What is a Transistor?
A semiconductor device that has the ability to produce amplification is known as a transistor. Current is transferred from a low resistance circuit to a high resistance circuit to achieve the amplifying effect.
It’s made up of two PN junctions that link either a p-type or n-type semiconductor between two kinds.
Terminals of Transistor
A transistor has three sections of doped semiconductors. They are emitter, base, and collector.
The first section of the transistor is called the emitter. The function of an emitter is to supply majority charge carriers to the base. The emitter is always forward biased in relation to the base in order to supply the base with the bulk of charge carriers. The emitter is heavily doped.
The third section of the transistor is called the collector. The function of the collector is to collect the majority of charge carriers. To keep charge carriers away from the junction, the collector is always reverse biased in relation to the base. The collector is moderately doped.
The base refers to the transistor’s center part. The base is thinner than the emitter and collector so that it may pass most of the charge carriers to the collector. The base is very lightly doped compared to the emitter and collector.
Types of Transistor
There are two types of transistors:
1. NPN transistor
An NPN transistor is a type of transistor in which a thin layer of p-type semiconductor is sandwiched between two thick layers of n-type semiconductor. The structural diagram of an NPN transistor is shown below.
A PNP transistor is a type of transistor in which a thin layer of n-type semiconductor is sandwiched between two thick layers of p-type semiconductor. The structural diagram of a PNP transistor is shown below.
Operation of transistor
1. Transistor as an amplifier.
For operating a transistor as an amplifier, we should operate the transistor in active mode. The circuit below shows the basic common emitter configuration of a transistor. While operating the transistor in a common emitter configuration, we can enable the transistor to work as an amplifier.

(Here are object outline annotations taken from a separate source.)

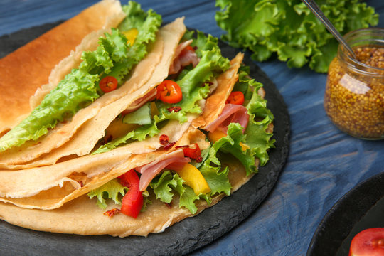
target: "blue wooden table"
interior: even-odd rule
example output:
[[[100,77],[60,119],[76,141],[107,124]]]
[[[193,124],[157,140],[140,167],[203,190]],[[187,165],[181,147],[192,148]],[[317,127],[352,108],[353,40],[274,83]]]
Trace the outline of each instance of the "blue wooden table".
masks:
[[[95,0],[1,0],[0,36],[69,18]],[[139,0],[165,22],[185,16],[189,28],[215,36],[224,32],[213,0]],[[384,2],[367,1],[381,16]],[[124,2],[123,2],[124,4]],[[276,84],[288,106],[291,144],[276,186],[249,218],[196,255],[304,255],[321,219],[360,182],[384,171],[384,141],[364,141],[338,130],[323,107],[326,75],[289,69],[277,60],[257,63]]]

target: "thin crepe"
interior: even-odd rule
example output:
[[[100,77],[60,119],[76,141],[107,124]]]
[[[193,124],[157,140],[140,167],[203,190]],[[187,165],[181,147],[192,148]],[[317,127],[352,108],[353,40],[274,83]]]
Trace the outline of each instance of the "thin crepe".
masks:
[[[218,78],[220,81],[218,88],[232,90],[236,80],[230,79],[228,75],[237,73],[242,57],[243,55],[239,53],[231,61],[230,69]],[[215,97],[215,92],[213,92],[208,100]],[[205,109],[203,113],[206,111],[211,110]],[[203,137],[202,132],[198,132],[198,130],[190,126],[197,116],[191,114],[188,117],[188,122],[181,125],[178,125],[178,121],[171,120],[162,128],[160,134],[169,135],[171,141],[178,141],[176,146],[180,143],[198,143],[201,149],[206,149],[208,145],[204,139],[201,139]],[[212,121],[204,120],[206,123]],[[137,154],[139,151],[142,150],[140,149],[151,147],[153,143],[159,143],[159,136],[103,154],[84,156],[52,166],[13,171],[1,171],[0,183],[4,186],[0,187],[0,201],[29,208],[53,209],[60,207],[65,202],[123,174],[127,170],[142,166],[156,158],[165,157],[168,152],[166,151]]]
[[[102,1],[0,60],[0,136],[31,112],[29,100],[38,88],[56,82],[48,77],[61,60],[73,55],[76,61],[75,48],[87,35],[114,27],[124,16],[119,1]],[[62,46],[60,50],[52,47],[57,45]],[[60,72],[70,60],[66,62]],[[55,77],[60,75],[57,72]]]
[[[76,113],[70,122],[58,126],[37,142],[1,152],[0,168],[32,168],[53,164],[67,156],[89,154],[116,117],[166,78],[175,50],[186,31],[183,21],[177,18],[160,28],[151,50],[121,87],[96,100]]]

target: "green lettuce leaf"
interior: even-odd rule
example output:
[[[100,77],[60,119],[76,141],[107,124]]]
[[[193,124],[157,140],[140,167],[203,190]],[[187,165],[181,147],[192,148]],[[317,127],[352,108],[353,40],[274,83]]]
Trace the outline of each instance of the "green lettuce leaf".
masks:
[[[88,196],[97,198],[96,204],[101,208],[107,208],[106,200],[112,199],[116,204],[122,204],[122,198],[129,188],[122,186],[117,178],[114,178],[102,186],[91,191]]]
[[[179,207],[186,208],[193,214],[198,210],[195,203],[197,200],[204,199],[210,204],[212,198],[210,195],[196,195],[192,188],[183,183],[184,181],[177,174],[167,170],[154,178],[150,186],[154,190],[156,198],[167,203],[171,203],[175,193],[177,193],[180,198]]]
[[[183,194],[185,192],[183,183],[184,181],[177,174],[172,174],[170,171],[165,171],[151,181],[150,186],[154,190],[157,199],[160,199],[161,202],[170,203],[174,197],[173,190],[178,194]]]
[[[360,0],[316,3],[341,34],[378,23],[375,9]],[[300,0],[216,0],[216,6],[215,18],[226,32],[222,38],[250,50],[257,61],[276,53],[289,68],[309,63],[325,73],[336,55],[336,39]]]
[[[71,117],[102,93],[97,83],[106,75],[114,76],[121,84],[134,65],[147,53],[148,43],[155,40],[161,19],[159,15],[141,10],[129,2],[123,7],[127,18],[122,23],[124,31],[134,27],[139,31],[133,46],[117,29],[99,39],[93,52],[84,52],[82,62],[48,93],[41,103],[19,124],[0,138],[0,151],[36,140],[65,117]]]

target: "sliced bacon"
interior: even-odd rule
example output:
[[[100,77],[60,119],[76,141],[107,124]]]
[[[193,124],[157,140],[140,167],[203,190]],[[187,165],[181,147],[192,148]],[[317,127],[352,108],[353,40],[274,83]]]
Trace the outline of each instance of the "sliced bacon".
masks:
[[[192,43],[193,40],[188,40],[180,43],[176,50],[174,62],[169,67],[169,75],[177,74],[180,70],[190,64],[193,65],[193,68],[198,63],[198,58],[193,50],[186,48]]]
[[[136,100],[134,102],[133,102],[132,105],[130,105],[128,107],[127,107],[127,109],[125,109],[122,112],[122,114],[124,115],[139,109],[140,107],[144,105],[145,103],[152,101],[154,99],[156,99],[156,94],[157,94],[157,90],[156,90],[156,88],[151,90],[145,95],[144,95],[141,98],[139,98]]]
[[[219,117],[207,125],[206,129],[208,132],[213,132],[216,129],[220,129],[227,133],[228,125],[230,123],[237,122],[243,127],[242,131],[244,132],[248,125],[249,119],[248,110],[243,105],[225,104]]]
[[[191,159],[184,157],[183,150],[176,150],[166,154],[149,164],[135,168],[136,171],[142,174],[139,186],[140,191],[145,191],[151,181],[164,169],[179,170],[189,161],[191,161]]]

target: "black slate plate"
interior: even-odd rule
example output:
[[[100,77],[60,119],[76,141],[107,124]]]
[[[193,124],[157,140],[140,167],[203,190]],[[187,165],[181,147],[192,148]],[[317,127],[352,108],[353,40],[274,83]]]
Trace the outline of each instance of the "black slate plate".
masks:
[[[58,24],[45,24],[0,37],[0,57]],[[220,46],[223,55],[228,58],[234,57],[239,51],[223,42],[220,42]],[[249,56],[245,57],[245,63],[250,66],[252,77],[265,85],[268,107],[275,116],[276,148],[270,150],[268,164],[261,167],[259,174],[238,191],[197,216],[183,220],[164,233],[150,234],[147,238],[50,233],[0,221],[1,255],[180,255],[200,248],[229,232],[251,214],[273,188],[289,151],[289,117],[283,98],[267,75]]]
[[[384,228],[384,173],[361,183],[329,210],[317,228],[307,256],[348,255],[352,238]],[[326,245],[326,246],[324,246]]]

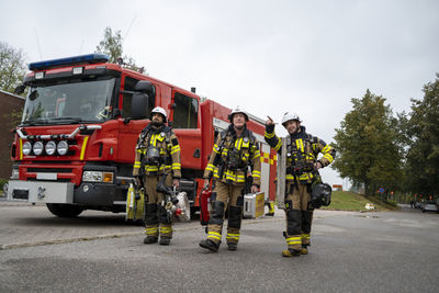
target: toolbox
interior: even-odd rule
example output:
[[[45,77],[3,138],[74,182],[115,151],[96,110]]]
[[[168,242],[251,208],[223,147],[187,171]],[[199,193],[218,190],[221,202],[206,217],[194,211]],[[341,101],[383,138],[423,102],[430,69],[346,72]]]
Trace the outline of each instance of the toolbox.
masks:
[[[263,215],[264,192],[248,193],[244,195],[243,217],[257,218]]]

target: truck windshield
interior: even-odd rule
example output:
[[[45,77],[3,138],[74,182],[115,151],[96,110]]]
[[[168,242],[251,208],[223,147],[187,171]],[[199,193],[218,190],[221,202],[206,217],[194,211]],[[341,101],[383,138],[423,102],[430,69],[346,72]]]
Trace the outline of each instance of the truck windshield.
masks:
[[[45,81],[31,86],[24,125],[97,123],[110,119],[114,77]]]

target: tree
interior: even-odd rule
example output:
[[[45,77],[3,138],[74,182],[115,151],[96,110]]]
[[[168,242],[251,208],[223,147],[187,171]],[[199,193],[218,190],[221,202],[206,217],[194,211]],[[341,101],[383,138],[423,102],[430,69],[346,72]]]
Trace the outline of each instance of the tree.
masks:
[[[22,49],[11,47],[0,42],[0,89],[13,92],[14,88],[22,82],[25,64]]]
[[[365,194],[379,187],[395,189],[402,178],[402,150],[397,144],[397,120],[385,99],[367,90],[352,99],[353,109],[336,129],[338,158],[333,164],[341,178],[364,185]]]
[[[406,172],[413,192],[432,195],[439,191],[439,74],[424,93],[412,99]]]
[[[97,53],[103,53],[110,56],[110,61],[111,63],[117,63],[117,59],[122,57],[123,55],[123,38],[121,35],[121,31],[115,31],[113,34],[113,31],[111,27],[105,27],[104,33],[103,33],[103,40],[99,42],[99,45],[97,46],[95,49]],[[143,67],[138,67],[135,64],[135,60],[127,56],[124,55],[123,57],[124,65],[133,70],[143,70]]]

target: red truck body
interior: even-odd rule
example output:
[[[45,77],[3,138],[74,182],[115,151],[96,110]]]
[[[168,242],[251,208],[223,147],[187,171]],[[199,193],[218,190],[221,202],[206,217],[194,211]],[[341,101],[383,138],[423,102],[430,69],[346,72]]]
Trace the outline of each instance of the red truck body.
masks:
[[[105,57],[91,54],[30,65],[24,79],[30,91],[11,150],[9,200],[43,202],[58,216],[87,209],[124,212],[138,134],[149,123],[131,117],[134,86],[144,80],[154,88],[149,110],[164,108],[179,138],[181,188],[196,211],[203,170],[215,135],[228,126],[230,109]],[[261,149],[261,190],[273,199],[275,156],[263,142],[263,121],[249,116],[248,128]],[[60,142],[67,143],[67,150]]]

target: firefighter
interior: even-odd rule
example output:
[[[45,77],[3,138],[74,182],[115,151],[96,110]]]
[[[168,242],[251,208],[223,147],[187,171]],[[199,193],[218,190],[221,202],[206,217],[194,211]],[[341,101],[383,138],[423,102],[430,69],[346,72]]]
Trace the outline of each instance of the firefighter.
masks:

The figure below shows the input and output characteristics of the transistor working in the CE (Common Emitter) configuration. In the following figure, VCE1 > VCE2.
In the following output characteristics curve, the transistor can work in the active region to operate it as an amplifier.
2.Transistor as a Switch
A transistor can work in one of the following modes of operations:
- Active mode
- Cutoff mode
- Saturation mode
For operating a transistor as a switch, the area of operation for the transistor are saturation mode and cutoff mode. The transistor driven in cutoff mode acts as an ‘OFF’ device and operating in saturation mode acts as an ‘ON’ device. The two regions of operation are shown below in which the shaded part represents cutoff and saturation mode.
Operation in cutoff mode
For operating a transistor in cutoff mode, the base current should be zero. The base-emitter voltage VBE is less than 0.7V which shows that this base-emitter junction is reverse biased. Hence, the base-collector junction is also reverse biased.

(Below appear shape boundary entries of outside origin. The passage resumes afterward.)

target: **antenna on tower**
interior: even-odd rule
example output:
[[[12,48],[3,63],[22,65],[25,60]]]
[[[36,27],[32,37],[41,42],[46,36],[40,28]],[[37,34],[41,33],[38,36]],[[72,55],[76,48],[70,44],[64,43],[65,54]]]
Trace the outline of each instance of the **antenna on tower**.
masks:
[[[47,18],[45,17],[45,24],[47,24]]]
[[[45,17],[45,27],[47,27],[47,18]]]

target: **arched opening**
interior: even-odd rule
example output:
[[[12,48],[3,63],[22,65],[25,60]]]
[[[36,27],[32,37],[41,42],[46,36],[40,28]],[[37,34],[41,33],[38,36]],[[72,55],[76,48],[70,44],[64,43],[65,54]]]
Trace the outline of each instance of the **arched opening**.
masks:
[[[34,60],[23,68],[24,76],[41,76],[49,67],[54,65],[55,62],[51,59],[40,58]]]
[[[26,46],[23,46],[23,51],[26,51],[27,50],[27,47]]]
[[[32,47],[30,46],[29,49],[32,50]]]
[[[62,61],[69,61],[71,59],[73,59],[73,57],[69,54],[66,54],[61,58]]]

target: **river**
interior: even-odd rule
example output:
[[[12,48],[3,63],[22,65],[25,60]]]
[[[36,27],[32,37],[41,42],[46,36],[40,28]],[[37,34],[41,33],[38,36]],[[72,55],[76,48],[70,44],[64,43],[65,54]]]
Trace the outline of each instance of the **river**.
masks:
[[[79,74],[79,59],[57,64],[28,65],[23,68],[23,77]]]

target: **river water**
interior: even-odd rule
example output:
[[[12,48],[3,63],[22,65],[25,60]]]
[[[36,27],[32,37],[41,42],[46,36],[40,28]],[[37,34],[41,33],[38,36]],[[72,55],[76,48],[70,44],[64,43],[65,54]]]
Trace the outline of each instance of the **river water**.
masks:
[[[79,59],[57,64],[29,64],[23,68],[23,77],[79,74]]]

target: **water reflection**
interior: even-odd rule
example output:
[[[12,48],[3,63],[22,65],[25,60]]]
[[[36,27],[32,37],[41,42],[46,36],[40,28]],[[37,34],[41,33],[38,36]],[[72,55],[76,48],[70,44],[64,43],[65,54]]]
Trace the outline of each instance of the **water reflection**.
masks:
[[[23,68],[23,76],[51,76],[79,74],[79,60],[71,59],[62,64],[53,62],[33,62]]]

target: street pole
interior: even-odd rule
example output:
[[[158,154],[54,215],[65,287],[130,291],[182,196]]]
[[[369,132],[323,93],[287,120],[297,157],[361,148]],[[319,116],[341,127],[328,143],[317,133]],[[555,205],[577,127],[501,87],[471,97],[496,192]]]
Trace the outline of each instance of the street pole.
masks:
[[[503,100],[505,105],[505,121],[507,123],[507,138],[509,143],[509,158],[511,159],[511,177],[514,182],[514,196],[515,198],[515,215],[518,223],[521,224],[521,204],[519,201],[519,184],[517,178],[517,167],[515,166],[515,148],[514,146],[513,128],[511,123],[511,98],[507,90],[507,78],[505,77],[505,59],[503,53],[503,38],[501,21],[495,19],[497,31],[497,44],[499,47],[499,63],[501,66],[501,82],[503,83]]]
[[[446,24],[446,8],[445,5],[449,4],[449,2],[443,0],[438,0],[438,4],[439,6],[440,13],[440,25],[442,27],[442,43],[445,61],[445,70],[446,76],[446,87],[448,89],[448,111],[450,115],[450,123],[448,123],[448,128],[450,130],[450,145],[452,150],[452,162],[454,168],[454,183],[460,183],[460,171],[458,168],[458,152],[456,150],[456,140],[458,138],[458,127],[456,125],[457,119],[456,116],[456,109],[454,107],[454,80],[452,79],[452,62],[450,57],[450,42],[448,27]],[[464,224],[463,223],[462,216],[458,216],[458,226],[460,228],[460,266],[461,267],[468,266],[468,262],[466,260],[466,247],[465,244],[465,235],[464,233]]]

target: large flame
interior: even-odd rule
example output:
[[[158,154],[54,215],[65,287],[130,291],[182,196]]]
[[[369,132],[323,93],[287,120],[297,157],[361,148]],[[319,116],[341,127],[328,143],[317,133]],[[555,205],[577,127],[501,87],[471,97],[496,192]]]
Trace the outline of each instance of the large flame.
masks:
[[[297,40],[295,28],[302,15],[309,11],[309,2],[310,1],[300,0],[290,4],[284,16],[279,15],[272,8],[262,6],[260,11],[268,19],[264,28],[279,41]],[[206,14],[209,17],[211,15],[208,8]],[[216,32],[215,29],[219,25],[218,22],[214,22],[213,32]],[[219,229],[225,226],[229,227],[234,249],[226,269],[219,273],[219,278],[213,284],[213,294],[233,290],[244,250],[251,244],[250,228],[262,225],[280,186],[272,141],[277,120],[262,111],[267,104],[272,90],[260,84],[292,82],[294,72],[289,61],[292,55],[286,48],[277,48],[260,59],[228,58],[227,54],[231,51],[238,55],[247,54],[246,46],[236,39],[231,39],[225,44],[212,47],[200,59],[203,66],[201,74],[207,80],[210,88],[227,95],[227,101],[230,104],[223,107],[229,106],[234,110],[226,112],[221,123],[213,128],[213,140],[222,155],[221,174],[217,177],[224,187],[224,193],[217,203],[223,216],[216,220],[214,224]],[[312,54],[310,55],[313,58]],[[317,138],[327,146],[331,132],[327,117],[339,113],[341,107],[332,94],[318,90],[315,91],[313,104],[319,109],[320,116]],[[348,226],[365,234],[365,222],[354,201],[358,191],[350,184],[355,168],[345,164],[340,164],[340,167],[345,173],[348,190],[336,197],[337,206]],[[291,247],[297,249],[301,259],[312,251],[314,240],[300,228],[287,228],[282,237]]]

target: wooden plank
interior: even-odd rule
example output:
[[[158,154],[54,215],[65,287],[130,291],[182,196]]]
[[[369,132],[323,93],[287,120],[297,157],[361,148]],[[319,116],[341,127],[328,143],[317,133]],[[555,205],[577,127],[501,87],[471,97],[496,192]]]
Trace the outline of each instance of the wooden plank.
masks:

Since all the currents in the transistor are equal to zero, the transistor is in ‘OFF’ condition and acts as an open switch which is shown in the circuit diagram below.
Operation in saturation mode
For operating a transistor in saturation mode, the transistor is biased so that a sufficient amount of base current IB is applied which results in an insufficient amount of collector current IC. The voltage between the collector and the emitter drops as a result of this. As a result, the depletion layer becomes small, and maximum current flows through the transistor.
VCE=0 & Vout=0
Hence, the base-emitter junction is forward biased i.e. VBE>0.7V. The base-collector junction is also forward biased and the transistor acts as a closed switch which is shown in the circuit diagram below.